Die Aufsichtsbehörde für Ethik und Integrität forderte eine grundlegende Überarbeitung der Transparenzgesetze. Sie betonte, dass sämtliche Lobbytätigkeiten von Regierungsmitgliedern, Assistenten und leitenden Beamten öffentlich deklariert werden mussten. Diese umfassende Änderung zielte darauf ab, das Vertrauen in das Standardsystem wiederherzustellen. Eine Überprüfung, die von Doug Chalmers geleitet wurde, rief nach einem neuen Register auf, welches aufzeigte, wer Lobbyarbeit betrieb, welche politischen Ziele verfolgt wurden und mit wem in der Regierung Kontakt aufgenommen wurde.
Chalmers erklärte, dass die derzeitige Lobbylandschaft die erforderliche Transparenz nicht lieferte und somit die Nolan-Grundsätze verfehlte. Er argumentierte, dass das bestehende Register nur einen geringen Teil der Lobbyaktivitäten erfasste und die Art und Weise der Einflussnahme nicht offengelegt wurde. Die Überarbeitung sollte eine weitreichende Gesetzgebung erfordern, um die vollständige Offenlegung aller Aktivitäten zu gewährleisten.
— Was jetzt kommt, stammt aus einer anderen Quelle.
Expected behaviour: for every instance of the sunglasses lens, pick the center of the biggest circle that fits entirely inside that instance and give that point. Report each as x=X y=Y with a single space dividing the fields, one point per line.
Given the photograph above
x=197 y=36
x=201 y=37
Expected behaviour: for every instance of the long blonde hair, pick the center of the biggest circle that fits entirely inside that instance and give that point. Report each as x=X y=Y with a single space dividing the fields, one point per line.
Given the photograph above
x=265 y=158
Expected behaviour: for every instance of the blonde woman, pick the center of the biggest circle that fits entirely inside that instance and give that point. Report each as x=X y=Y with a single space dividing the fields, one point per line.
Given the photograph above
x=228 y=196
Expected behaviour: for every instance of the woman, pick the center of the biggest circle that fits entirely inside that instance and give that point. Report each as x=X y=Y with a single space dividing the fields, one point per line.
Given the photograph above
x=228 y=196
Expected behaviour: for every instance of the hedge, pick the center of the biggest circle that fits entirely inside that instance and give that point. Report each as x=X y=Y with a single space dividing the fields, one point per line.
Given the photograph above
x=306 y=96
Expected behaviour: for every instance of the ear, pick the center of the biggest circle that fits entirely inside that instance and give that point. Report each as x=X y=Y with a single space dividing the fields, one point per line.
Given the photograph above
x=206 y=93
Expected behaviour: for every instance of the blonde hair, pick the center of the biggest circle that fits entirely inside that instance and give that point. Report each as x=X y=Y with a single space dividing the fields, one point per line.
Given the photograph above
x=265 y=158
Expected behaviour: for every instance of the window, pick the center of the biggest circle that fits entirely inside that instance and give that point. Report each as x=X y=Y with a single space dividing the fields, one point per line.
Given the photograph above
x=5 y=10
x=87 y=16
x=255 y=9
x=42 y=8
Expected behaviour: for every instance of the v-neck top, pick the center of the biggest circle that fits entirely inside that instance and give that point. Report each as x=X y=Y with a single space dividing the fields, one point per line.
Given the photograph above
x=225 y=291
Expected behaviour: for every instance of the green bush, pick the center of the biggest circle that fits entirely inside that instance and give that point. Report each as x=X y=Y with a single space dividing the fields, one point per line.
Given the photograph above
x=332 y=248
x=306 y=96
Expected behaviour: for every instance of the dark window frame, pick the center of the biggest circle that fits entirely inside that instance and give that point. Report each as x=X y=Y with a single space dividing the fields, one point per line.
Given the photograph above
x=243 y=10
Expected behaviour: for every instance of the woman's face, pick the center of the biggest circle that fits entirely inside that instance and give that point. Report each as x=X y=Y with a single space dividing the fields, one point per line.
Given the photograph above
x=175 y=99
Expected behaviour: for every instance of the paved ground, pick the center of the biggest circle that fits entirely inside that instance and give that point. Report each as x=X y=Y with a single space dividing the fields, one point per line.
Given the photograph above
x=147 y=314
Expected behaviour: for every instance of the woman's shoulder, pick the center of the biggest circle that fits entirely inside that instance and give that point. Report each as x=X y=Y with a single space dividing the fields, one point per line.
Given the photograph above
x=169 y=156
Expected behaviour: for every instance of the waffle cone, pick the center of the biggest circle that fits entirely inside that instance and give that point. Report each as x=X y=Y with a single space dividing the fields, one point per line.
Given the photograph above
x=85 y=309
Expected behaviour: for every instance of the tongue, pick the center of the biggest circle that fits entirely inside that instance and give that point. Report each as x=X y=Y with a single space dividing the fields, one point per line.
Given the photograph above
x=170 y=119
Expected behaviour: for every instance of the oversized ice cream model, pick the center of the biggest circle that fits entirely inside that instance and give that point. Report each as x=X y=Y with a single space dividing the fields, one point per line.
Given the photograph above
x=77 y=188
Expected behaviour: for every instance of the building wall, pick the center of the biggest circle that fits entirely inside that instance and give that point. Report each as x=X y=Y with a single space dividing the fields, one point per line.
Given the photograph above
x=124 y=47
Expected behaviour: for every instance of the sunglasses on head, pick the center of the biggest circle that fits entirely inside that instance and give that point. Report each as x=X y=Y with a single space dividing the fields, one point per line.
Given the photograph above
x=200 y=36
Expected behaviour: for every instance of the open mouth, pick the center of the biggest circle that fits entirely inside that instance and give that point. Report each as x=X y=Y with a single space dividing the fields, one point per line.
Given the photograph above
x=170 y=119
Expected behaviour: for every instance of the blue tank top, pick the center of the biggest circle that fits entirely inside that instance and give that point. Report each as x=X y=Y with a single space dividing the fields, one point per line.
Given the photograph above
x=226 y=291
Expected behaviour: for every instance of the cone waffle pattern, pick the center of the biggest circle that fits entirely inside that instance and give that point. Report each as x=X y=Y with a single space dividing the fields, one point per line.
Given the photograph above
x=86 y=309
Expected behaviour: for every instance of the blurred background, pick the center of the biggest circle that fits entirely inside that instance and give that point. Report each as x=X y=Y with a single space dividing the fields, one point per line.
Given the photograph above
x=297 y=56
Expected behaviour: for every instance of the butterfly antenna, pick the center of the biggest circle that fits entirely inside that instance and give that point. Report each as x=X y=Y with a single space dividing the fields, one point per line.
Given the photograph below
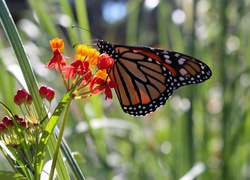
x=86 y=30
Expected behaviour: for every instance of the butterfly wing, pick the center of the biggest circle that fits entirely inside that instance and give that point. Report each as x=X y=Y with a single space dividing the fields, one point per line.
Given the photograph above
x=144 y=84
x=185 y=69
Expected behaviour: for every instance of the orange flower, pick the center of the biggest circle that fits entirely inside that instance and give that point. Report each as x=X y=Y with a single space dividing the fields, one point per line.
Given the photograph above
x=57 y=44
x=104 y=61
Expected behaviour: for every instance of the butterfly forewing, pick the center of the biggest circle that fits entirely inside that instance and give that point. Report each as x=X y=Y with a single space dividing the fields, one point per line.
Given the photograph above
x=144 y=84
x=185 y=69
x=147 y=76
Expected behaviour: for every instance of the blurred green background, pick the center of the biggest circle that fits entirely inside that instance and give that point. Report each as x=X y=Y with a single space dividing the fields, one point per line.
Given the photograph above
x=200 y=133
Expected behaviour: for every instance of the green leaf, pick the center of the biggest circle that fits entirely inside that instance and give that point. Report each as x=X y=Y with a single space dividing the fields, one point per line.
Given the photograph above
x=48 y=131
x=11 y=175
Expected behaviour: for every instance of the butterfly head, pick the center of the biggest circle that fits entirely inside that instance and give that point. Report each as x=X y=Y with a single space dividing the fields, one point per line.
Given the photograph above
x=105 y=47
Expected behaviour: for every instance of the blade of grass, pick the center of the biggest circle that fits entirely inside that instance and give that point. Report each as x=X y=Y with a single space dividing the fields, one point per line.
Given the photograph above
x=28 y=73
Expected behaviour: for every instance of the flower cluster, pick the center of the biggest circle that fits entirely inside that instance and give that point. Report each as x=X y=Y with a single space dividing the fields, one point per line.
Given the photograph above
x=30 y=123
x=87 y=73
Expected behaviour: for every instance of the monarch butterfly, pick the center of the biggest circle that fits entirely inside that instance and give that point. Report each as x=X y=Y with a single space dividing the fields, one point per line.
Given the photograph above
x=147 y=76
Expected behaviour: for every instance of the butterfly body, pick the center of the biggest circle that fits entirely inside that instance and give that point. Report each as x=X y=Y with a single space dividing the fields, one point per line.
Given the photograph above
x=147 y=76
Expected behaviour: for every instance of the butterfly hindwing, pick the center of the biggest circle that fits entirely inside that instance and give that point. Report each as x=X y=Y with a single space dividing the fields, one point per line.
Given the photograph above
x=147 y=76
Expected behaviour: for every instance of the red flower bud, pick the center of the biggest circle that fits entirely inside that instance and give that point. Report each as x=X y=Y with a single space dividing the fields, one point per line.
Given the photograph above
x=104 y=61
x=7 y=121
x=47 y=92
x=50 y=95
x=20 y=97
x=2 y=127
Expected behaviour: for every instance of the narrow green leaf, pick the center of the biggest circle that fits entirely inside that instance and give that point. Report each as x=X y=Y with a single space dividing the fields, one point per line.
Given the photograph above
x=48 y=132
x=11 y=175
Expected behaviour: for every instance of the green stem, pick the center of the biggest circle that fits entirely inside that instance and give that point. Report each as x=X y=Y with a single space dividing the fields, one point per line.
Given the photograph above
x=59 y=140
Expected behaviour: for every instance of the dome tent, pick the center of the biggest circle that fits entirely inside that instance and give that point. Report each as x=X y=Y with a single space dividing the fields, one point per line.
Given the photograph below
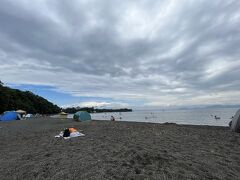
x=9 y=116
x=82 y=116
x=235 y=126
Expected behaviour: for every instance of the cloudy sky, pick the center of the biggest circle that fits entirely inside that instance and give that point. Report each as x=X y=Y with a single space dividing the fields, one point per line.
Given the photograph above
x=142 y=53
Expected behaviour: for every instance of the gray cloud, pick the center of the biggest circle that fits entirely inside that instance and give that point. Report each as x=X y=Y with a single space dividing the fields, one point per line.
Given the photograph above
x=158 y=52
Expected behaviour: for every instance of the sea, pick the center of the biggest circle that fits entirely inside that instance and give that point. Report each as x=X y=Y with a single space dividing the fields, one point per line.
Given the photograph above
x=189 y=116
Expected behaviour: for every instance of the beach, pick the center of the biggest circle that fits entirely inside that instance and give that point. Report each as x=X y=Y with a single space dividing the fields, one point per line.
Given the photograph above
x=117 y=150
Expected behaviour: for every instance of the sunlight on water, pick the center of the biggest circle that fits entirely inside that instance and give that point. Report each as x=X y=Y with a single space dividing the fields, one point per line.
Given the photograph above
x=193 y=117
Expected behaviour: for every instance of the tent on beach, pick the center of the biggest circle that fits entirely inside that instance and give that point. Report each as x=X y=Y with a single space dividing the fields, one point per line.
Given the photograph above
x=235 y=125
x=10 y=116
x=29 y=116
x=21 y=112
x=82 y=116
Die Empfehlungen der Kommission umfassten mehrere Kernpunkte. Es wurde gefordert, dass jede Einzelperson oder Organisation, die Lobbytätigkeiten betrieb, sich registrierte und Berichte über ihre Aktivitäten einreichte. Des Weiteren sollte die Kommunikation mit Sonderberatern, Generaldirektoren und anderen Regierungsberatern offengelegt werden, anstatt nur die Kommunikation mit Ministern und Sekretären zu erfassen. Es sollte auch die Schließung von Schlupflöchern erfolgen, die es Lobbyisten erlaubten, sich nicht zu registrieren, beispielsweise bei Umsatzsteuerbefreiungen oder bei „zufälligen“ Kontakten.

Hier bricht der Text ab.